METHODS: The present study was conducted with 65 patients with CAP, who were referred November 2011 and November 2012. For etiologic evolution, sputum, bronchial lavage, direct microscopic examination, and cultures of blood samples and bronchial lavage were performed. For prognostic evolution, complete blood count, C-reactive protein, sedimentation, and biochemical parameters were evaluated. The patients were classified according to ATS, PSI, and CURB-65 critera and their associations with prognosis were analyzed.

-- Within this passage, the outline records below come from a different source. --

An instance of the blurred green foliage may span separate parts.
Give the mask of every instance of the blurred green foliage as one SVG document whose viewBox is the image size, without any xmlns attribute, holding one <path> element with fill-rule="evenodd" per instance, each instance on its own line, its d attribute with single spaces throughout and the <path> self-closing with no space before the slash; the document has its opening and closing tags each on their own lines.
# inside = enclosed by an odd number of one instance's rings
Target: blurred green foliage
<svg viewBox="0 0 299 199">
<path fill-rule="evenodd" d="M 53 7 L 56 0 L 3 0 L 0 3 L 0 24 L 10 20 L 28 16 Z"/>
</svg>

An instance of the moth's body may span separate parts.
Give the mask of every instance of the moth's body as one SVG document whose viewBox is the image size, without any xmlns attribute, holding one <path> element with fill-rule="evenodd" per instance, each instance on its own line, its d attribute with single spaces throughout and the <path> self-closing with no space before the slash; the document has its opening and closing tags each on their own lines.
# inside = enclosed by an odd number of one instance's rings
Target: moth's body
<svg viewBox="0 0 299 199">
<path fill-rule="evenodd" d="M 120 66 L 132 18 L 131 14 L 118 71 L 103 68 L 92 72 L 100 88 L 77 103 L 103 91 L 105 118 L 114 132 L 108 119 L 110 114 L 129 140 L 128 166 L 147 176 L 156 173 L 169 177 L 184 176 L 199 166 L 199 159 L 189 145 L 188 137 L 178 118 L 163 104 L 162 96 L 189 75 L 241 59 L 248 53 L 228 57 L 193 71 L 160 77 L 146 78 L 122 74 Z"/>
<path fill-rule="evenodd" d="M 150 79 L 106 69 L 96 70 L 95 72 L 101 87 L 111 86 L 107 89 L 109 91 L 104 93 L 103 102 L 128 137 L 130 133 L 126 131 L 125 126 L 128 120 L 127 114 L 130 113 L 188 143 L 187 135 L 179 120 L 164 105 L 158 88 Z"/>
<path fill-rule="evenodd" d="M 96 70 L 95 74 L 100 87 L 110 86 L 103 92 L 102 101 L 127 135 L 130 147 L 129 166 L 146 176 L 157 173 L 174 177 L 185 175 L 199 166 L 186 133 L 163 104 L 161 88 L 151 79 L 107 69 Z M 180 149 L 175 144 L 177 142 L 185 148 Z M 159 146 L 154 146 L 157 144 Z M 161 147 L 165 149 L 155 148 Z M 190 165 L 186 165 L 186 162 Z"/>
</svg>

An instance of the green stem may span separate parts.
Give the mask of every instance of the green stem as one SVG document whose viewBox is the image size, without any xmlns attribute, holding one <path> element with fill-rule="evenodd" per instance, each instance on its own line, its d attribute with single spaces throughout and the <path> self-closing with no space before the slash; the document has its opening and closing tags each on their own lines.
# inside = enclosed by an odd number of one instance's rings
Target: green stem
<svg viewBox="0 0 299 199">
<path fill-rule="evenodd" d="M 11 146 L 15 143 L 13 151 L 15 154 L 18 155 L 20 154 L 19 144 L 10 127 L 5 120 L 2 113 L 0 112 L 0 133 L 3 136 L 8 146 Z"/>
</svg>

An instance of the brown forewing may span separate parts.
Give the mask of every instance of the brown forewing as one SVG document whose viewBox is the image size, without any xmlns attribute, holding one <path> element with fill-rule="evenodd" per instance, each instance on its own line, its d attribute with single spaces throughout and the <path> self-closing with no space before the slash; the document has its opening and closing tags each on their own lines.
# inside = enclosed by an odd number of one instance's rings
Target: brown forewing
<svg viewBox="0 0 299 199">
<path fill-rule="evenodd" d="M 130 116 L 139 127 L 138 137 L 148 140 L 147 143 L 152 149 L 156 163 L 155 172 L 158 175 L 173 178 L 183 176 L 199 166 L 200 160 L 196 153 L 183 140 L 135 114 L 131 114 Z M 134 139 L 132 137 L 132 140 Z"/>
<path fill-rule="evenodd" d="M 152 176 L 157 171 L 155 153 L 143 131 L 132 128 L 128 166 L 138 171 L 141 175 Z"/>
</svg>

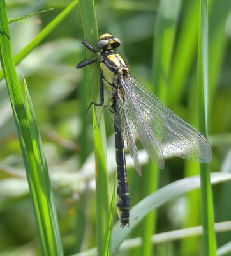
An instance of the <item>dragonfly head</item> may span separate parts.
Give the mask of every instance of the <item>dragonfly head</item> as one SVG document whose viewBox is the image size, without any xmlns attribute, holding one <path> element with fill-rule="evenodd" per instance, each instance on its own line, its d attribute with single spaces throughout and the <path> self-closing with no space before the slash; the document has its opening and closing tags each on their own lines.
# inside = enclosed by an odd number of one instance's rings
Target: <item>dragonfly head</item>
<svg viewBox="0 0 231 256">
<path fill-rule="evenodd" d="M 97 47 L 102 51 L 112 50 L 118 47 L 121 44 L 119 38 L 114 37 L 110 34 L 103 34 L 100 36 L 97 42 Z"/>
</svg>

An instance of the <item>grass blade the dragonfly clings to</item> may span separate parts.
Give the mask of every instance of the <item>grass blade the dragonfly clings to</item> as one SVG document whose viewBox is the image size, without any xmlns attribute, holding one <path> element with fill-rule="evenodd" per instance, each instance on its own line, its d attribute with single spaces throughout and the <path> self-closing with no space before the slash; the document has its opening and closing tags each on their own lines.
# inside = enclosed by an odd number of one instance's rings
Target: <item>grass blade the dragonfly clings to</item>
<svg viewBox="0 0 231 256">
<path fill-rule="evenodd" d="M 174 114 L 145 85 L 133 77 L 116 48 L 121 42 L 110 34 L 100 36 L 94 49 L 86 41 L 83 44 L 97 56 L 81 61 L 81 68 L 98 62 L 101 72 L 100 106 L 107 89 L 109 110 L 113 114 L 116 133 L 116 159 L 121 227 L 129 224 L 130 198 L 124 149 L 124 140 L 137 172 L 141 173 L 137 148 L 138 138 L 149 157 L 159 168 L 164 168 L 163 152 L 200 163 L 209 163 L 212 151 L 203 135 Z"/>
</svg>

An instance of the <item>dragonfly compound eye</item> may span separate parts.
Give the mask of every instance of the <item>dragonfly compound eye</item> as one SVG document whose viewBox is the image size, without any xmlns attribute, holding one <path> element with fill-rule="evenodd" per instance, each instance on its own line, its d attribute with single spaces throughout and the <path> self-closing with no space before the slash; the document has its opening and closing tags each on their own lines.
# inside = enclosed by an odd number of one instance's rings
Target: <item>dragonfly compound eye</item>
<svg viewBox="0 0 231 256">
<path fill-rule="evenodd" d="M 105 39 L 100 40 L 97 42 L 96 46 L 98 49 L 101 49 L 108 45 L 109 41 Z"/>
</svg>

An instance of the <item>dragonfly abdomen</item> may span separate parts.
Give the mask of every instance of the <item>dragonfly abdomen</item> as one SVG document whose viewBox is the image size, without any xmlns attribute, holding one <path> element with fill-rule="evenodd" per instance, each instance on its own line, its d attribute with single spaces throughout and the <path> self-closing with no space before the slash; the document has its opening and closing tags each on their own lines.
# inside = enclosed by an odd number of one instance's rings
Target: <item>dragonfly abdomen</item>
<svg viewBox="0 0 231 256">
<path fill-rule="evenodd" d="M 115 124 L 114 129 L 118 177 L 117 195 L 119 198 L 117 206 L 119 210 L 121 227 L 124 228 L 126 225 L 128 225 L 129 224 L 130 198 L 126 170 L 124 139 L 121 131 Z"/>
</svg>

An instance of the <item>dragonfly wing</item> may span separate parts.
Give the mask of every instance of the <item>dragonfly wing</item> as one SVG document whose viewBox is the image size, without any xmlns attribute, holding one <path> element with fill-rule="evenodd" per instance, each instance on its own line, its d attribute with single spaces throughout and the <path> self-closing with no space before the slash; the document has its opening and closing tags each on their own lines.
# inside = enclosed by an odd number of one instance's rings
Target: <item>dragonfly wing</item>
<svg viewBox="0 0 231 256">
<path fill-rule="evenodd" d="M 163 152 L 196 162 L 211 161 L 211 148 L 200 132 L 174 114 L 136 78 L 126 77 L 126 83 L 135 92 L 135 101 Z"/>
<path fill-rule="evenodd" d="M 118 95 L 116 108 L 116 114 L 114 117 L 114 122 L 117 127 L 122 131 L 123 136 L 128 145 L 129 152 L 135 164 L 135 168 L 138 173 L 140 175 L 141 168 L 137 148 L 130 130 L 128 116 L 124 111 L 123 100 L 120 95 Z"/>
<path fill-rule="evenodd" d="M 140 140 L 150 158 L 161 169 L 164 159 L 161 147 L 147 122 L 142 108 L 136 100 L 136 92 L 128 80 L 121 79 L 119 94 L 123 101 L 127 124 L 134 136 Z"/>
</svg>

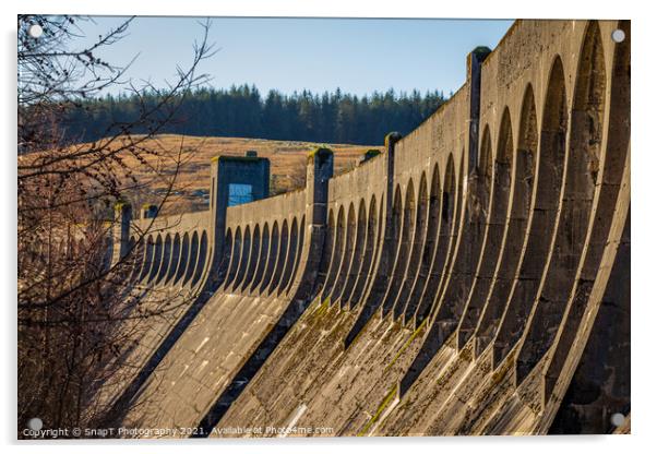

RESULTS: According to the Turkish Thorax Society 2009 CAP Guideline, there were 44 patients (67.7%) in Group 1, 15 (23.1%) in Group 2, and 6 (9.2%) in Group 3. The most common used antibiotics were new generation quinolones, third generation cephalosporins, and macrolid combinations. The most common lung involvement was lober. In sputum culture and direct microscobic examination, the most common etiologic agent was coagulase negative staphilococci and there was no resistance to those antibiotics. The duration of treatment was ranged between 15 days.
DISCUSSION AND CONCLUSION: In the etiologic investigation, any agent was isolated in approximately 30% of patients. For this reason, empirical antibiotic therapy is important in prognosis. It should be started without delay in the presence of guidelines and considering the patients clinical findings and previous antibiotic use. Prospective studies involving large numbers of patients are needed to investigate regional data.